Evidence suggests that the Cuban boa diverged from other West Indian boas 16.9-26 million years ago. Its fellow Chilabothrus members aren’t close to as long; the Jamaican boa had a record length of 2.8 metres, and the Hispaniola boa 2.5 metres. Cuban boas are the only member on the island, and it’s theorised that their extreme size is why, as it prevented other boas from even gaining a foothold. Cuban boas are also the only family member (of 14) to have heat-sensing labial pits in their face, which grant them infrared vision at night (Chilabothrus translates to “without pits”).

Cuban boas can be extremely long lived, reaching 30 years in the wild. In captivity, Cuban boas have even reproduced at over 30 years. The species lays 2-22 young, and a large female can produce over 100 young over her lifetime. 

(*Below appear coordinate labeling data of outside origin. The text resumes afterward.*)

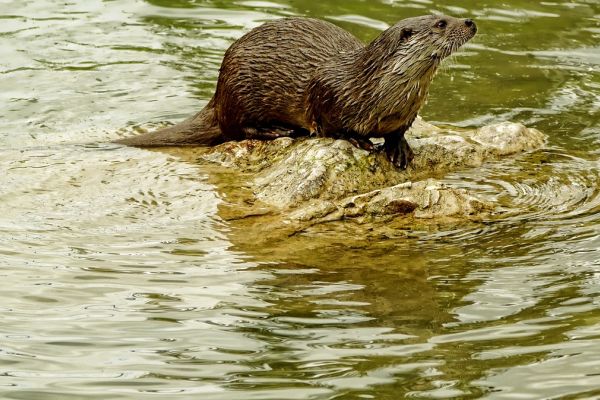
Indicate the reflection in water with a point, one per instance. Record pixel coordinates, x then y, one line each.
122 280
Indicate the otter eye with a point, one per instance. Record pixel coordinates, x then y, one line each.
406 33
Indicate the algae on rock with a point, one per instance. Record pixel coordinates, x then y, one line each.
322 179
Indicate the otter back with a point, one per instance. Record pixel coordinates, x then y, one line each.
265 73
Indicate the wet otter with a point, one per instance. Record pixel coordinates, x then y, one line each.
295 76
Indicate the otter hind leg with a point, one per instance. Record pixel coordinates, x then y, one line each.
361 142
397 150
272 133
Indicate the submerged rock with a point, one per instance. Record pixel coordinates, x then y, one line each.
322 179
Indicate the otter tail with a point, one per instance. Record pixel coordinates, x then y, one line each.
201 129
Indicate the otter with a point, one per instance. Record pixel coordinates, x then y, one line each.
303 76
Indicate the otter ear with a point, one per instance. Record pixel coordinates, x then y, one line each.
405 34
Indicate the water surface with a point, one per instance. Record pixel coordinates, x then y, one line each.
123 281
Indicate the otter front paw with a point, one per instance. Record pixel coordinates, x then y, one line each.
398 151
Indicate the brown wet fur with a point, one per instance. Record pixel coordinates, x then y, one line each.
295 76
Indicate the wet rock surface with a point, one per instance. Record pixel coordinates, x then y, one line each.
314 180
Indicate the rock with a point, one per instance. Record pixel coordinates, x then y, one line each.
315 180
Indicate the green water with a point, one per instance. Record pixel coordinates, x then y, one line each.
122 280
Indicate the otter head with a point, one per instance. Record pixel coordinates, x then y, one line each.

In captivity, Cuban snake are nippy when young, but calm as adults. Males and females have been spotted breeding inside hollow logs, and deep within bat caves. Males apparently dogpile females, as 8 were once spotted trying to mate with a single female in a mad rush. 

 

 

9   Creature of the forest

Cuban boas are fairly consistent in colour, but there’s geographical differences on each side of Cuba. The western versions are faded, with duller colours which are less sharply contrasting, and smaller dark patches. In the east, the colours are vivider, the colours richer, and the angles sharper. This may be connected to eastern Cuba’s climate, which has torrential rainfall all year round. Another difference is that northern Cuban boas are browner, while southern versions are greyer. 

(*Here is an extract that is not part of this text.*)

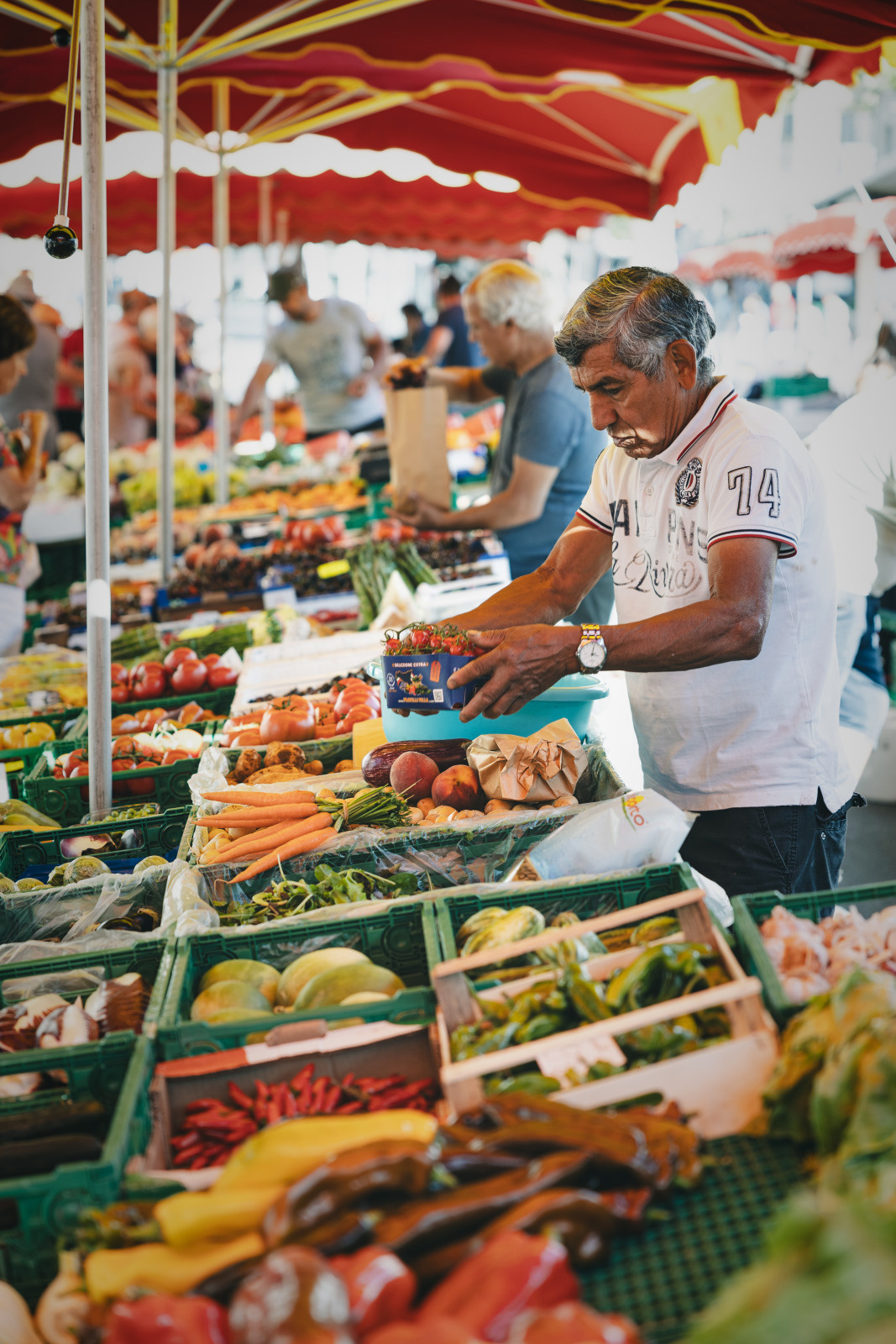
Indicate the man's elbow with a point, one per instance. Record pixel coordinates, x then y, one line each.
748 636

While Cuban boas prefer forests, including rainforest, coastal scrub and cloud forests, they’re not completely averse to grassland, and also appear in sugar plantations. They’re mainly ground-dwelling snakes, but Cuban boas are excellent tree climbers, allowing them to seize roosting birds. They’ve been spotted 9.2 metres high before, and have been scooped out of military bunkers at Guantanamo Bay Naval Base (operated by the US).

In 1995, there was a severe earthquake in Cuba and Haiti. Guantanamo Bay accepted thousands of refuges, and a swathe of Cuban boa habitat was bulldozed for housing. This triggered an interesting reaction – a huge surge in the local hutia population.

 

 

10   The gigantism debate
Cuban boa, Chilabothrus angulifer
© Wikimedia Commons User: Petr Hamerník – Zoo Praha – CC BY-SA 4.0

There are two camps when to comes to the Cuban boa’s supposedly giant size. The first argues that they were never 8 metres long, that their length was exaggerated by old colonist reports, scrawled in logbooks in a mesmerised state of wonder at the New World. The other camp argues that there’s precedent for formerly giant animals shrinking when humans arrive. The nearby Cuban crocodile is an example. These days, they average at 3.5 metres long, but records from the 1900s list them as being 5 metres. Recent fossils from the Quaternary period were typically 6 metres long, meaning that the Cuban crocodiles have shrunk by 17-42% since the country was heavily developed. 

Among snakes, the Japanese mamushi has been proven to be significantly shorter in areas with heavy hunting versus those without. The large ones are easier to spot, and therefore kill. Fossils have been discovered in Cuba of a 1.1 metre high owl called Ornimegalonyx oteroi, and islands have a history of normal species growing unnaturally large.